証拠は、金の流れを見ればいい。金は、正直だ。
Cursorという、コードを書くためのAIツールがある。この会社の売上は、2025年の初めに年100億円規模だったものが、わずか1年半で年およそ6,000億円規模まで膨れ上がった。企業価値は、日本円にして4兆円超〔1〕。ソフトウェアの歴史でも、これほど速く育った会社は、そうない。そしてOpenAIもGoogleも、この"コードを書くAI"の会社を、巨額を積んで奪い合った〔1〕。
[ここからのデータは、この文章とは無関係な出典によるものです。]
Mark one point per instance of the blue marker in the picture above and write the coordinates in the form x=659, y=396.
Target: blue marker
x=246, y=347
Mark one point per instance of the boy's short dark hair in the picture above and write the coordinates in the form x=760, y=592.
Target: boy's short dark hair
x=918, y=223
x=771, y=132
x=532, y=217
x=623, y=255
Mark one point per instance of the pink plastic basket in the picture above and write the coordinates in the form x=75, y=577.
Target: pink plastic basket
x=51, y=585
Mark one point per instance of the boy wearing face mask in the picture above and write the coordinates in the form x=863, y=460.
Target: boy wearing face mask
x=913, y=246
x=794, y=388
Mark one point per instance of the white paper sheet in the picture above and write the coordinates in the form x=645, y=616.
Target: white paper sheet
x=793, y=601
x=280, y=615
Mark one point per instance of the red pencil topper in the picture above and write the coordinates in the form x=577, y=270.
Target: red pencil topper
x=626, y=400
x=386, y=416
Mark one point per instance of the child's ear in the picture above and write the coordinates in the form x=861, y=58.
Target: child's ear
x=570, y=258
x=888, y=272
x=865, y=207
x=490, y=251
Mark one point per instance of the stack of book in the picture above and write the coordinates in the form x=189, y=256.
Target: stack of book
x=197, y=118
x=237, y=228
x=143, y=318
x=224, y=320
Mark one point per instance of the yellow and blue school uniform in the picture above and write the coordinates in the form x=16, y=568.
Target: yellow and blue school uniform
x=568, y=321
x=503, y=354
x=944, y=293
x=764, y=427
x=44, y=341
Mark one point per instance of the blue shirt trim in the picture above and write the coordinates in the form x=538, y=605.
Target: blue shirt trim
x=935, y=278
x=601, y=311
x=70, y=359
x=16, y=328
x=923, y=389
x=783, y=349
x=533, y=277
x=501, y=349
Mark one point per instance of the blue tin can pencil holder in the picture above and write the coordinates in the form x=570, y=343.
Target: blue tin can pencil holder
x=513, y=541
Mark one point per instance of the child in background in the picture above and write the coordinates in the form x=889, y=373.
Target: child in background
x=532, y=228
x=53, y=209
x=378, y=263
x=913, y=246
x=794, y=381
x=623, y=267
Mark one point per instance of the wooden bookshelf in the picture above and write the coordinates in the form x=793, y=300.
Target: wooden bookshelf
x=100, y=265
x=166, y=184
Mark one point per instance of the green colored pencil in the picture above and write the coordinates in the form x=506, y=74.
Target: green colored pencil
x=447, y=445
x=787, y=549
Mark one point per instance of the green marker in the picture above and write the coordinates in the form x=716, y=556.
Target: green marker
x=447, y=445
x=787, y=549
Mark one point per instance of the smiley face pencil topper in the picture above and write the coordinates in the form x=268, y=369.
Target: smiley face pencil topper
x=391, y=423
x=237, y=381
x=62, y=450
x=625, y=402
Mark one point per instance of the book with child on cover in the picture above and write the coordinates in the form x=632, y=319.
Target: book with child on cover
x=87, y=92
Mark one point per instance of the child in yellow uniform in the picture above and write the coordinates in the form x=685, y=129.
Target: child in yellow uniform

利用の実態も、それを裏づける。AI大手Anthropicのデータでは、Claudeとの会話の約35%がコーディングで、断トツの1位。しかも、いちばん多い単一の作業は「ソフトウェアのバグを直す」ことだった〔2〕。
立ち止まって、この意味を噛みしめてほしい。世界で最も高く売れ、最も使われているAIの仕事は、コードを書き、ソフトウェアを直すことだ。つまり、いま起きているのは、一言でいえばこうだ——
ソフトウェアが、ソフトウェアを書き始めた。
誤解②「AIは、"効率化"のツールだ」──実は、世界が"ソフトウェア+データ"に置き換わる地殻変動だ
二つ目の誤解。多くの経営者は、AIを「業務を効率化してくれるもの」と捉えている。人件費が浮く、作業が速くなる、と。もちろん、それも起きる。だが、それは象の足を触っているだけだ。
少し原理から考えよう。AIの正体を突き詰めると、たった二つの要素に行き着く。「ソフトウェア」と「データ」だ。AIとは、大量のデータを、ソフトウェアで学習させたものにすぎない。そして、そのデータもまた、ソフトウェアが記録し、保持している。
ここで、さっきの「ソフトがソフトを書き始めた」が効いてくる。ソフトが自らを書き、世の中のありとあらゆるものが——会話も、会議も、書類も、映像も、行動も——データとして記録され、AIに吸い込まれていく。人間がこの30年、知識の一部をインターネットにアップロードしてきた、あの流れが、これから桁違いに加速する。
その先に何が起きるか。主従が、ひっくり返る。
これまでは、オフラインが主で、オンラインが従だった。現実の仕事が本体で、デジタルはその写し、その補助だった。だが、いよいよオンラインが主、オフラインが従になる。デジタル側が本体で、現実がその出力になる。兆しは、あちこちに出ている。AIエージェントが人間より先にWebを触って買い物をし、エージェント同士が取引を始める。あらゆる文書が「AIに読まれる前提」で書かれ始める。物理世界の映像すら、そのままデータに変換される〔3〕。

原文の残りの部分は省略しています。